5. Re. Question No.(3) :
(a) Mr. Suresh Kumar, learned Counsel for the Revenue, very fairly states that the question as framed for consideration was not a submission made by the Revenue before the Tribunal.
(b) Moreover, at the hearing before the Tribunal on facts it is found that the Transfer Pricing Officer was referring to a financial year other than the subject financial year. Consequently, it could not be read as a comparable. Thus, the question as proposed does not give rise to any substantial question of law. Thus, not entertained.
6. Re. Question No.(4):
(a) Mr. Suresh Kumar, learned Counsel for the Revenue, very fairly states that this very issue had been raised by the Revenue in its Income Tax Appeal No.732 of 2014 filed in this Court in respect of the same Respondent Assessee for A.Y. 200708. In the above appeal the Revenue has pressed identical question as raised herein as in Question Nos. (iv) and (v) therein. This Court, on 26 September 2016, passed an order in the above appeal finding that this question did not give rise to any substantial question of law.
(b) Accordingly, for reasons mentioned in our order dated 26 September 2016 in Income Tax Appeal No.732 of 2014, the question as proposed does not give rise to any substantial question of law.
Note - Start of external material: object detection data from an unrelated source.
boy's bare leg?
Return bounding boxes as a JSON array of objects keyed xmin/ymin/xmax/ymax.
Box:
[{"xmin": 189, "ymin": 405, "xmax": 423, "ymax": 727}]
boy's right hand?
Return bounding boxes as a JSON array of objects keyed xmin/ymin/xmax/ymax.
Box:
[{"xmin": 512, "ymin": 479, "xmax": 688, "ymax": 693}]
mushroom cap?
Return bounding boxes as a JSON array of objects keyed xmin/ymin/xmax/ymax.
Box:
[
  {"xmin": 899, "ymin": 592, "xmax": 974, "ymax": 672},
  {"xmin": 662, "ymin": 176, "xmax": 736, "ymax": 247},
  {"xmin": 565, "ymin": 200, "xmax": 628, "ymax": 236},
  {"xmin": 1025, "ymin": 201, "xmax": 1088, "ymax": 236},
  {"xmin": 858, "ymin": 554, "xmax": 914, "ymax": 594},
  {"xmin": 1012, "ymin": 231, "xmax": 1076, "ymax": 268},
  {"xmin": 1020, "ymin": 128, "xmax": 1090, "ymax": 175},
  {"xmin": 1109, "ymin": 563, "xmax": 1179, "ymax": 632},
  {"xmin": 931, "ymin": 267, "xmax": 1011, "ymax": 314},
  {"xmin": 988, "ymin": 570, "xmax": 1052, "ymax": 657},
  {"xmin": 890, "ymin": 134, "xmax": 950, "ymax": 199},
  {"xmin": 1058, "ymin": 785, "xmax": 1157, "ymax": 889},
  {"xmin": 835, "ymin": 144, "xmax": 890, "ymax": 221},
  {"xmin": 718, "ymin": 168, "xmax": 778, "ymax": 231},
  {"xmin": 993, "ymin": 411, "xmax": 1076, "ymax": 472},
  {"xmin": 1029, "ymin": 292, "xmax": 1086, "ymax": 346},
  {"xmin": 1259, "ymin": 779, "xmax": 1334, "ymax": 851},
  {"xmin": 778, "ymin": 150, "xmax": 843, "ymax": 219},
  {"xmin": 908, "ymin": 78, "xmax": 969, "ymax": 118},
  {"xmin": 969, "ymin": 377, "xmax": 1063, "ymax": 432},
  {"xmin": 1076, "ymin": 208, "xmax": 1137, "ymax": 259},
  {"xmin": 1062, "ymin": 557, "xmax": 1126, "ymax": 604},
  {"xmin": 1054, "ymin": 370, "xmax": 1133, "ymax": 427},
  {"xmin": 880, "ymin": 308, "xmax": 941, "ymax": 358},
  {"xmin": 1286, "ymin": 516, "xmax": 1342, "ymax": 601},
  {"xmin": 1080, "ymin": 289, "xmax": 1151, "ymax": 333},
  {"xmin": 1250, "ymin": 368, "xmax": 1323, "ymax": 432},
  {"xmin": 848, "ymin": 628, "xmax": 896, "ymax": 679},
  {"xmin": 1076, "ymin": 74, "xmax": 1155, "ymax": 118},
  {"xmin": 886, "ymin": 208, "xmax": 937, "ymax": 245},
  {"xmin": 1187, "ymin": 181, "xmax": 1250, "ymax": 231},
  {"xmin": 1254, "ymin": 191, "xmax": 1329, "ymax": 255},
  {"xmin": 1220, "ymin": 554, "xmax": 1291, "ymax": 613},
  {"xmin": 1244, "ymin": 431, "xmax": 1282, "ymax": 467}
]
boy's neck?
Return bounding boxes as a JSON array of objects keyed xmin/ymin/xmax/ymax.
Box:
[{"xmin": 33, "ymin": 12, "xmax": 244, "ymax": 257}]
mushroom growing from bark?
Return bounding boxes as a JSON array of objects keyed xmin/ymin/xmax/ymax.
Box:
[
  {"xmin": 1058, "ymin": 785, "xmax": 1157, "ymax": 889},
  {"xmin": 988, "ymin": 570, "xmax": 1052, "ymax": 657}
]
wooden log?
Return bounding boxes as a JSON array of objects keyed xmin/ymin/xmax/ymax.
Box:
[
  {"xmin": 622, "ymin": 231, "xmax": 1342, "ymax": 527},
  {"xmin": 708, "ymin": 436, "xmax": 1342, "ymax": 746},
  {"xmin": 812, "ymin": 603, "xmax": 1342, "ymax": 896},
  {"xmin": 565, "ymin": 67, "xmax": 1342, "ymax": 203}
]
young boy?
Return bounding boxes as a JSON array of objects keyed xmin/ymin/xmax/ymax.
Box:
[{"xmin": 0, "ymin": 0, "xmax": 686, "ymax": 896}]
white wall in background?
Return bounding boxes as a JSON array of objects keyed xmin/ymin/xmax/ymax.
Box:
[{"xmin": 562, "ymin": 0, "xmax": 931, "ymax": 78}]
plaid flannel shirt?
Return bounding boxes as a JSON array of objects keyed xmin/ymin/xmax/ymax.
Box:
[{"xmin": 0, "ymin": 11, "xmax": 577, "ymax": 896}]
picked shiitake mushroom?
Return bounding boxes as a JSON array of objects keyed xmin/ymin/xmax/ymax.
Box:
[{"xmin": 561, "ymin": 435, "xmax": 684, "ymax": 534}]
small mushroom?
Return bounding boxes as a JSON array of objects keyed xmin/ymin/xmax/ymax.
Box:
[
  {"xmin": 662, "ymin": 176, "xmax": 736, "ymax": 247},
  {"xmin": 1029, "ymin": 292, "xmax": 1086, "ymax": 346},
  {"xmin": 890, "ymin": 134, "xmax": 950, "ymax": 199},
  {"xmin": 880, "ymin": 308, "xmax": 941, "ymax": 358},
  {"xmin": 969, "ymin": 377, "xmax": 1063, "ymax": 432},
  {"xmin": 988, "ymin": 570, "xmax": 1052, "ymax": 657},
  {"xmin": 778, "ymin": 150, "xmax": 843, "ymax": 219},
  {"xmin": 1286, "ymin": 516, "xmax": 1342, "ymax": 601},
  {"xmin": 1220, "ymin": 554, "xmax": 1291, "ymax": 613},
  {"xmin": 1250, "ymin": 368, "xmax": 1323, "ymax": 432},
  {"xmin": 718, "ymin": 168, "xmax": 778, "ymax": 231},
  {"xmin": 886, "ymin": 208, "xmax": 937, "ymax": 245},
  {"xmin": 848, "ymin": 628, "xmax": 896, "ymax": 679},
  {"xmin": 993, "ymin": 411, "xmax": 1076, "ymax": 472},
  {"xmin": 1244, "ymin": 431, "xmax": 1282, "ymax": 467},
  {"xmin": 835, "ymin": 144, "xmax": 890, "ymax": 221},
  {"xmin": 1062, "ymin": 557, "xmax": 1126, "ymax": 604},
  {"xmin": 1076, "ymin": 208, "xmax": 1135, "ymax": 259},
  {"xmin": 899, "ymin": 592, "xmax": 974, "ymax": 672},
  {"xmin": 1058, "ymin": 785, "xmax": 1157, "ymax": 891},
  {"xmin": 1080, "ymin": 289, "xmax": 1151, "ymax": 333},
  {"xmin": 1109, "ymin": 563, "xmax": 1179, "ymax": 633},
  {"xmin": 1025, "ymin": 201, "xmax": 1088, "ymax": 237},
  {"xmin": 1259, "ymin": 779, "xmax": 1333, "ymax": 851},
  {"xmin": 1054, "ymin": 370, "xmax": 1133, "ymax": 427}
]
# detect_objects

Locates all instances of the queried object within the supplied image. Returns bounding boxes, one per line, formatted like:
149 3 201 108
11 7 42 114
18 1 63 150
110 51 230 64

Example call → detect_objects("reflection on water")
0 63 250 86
Thus, not entertained.
7. Re. Question No.(5):
(a) The impugned order of the Tribunal has rendered a finding of fact that the tested party is not functionally comparable to M/. Ultra Marine & Pigments Ltd. as it is engaged in rendering Engineering and Technical Services while the Respondent Assessee is engaged in routine customer support services. Thus, the two services are not comparable. The benchmarking for the purposes of arriving at Arms Length Price (ALP) has necessarily to be done with companies functionally similar. Once the functional profile is different, then the resources to be used and the profits earned would inherently be different. The Revenue is not able to point out why this finding on facts by the Tribunal is perverse. Accordingly, this question also does not give rise to any substantial question of law. Thus, not entertained.
8. Appeal dismissed. No order as to costs.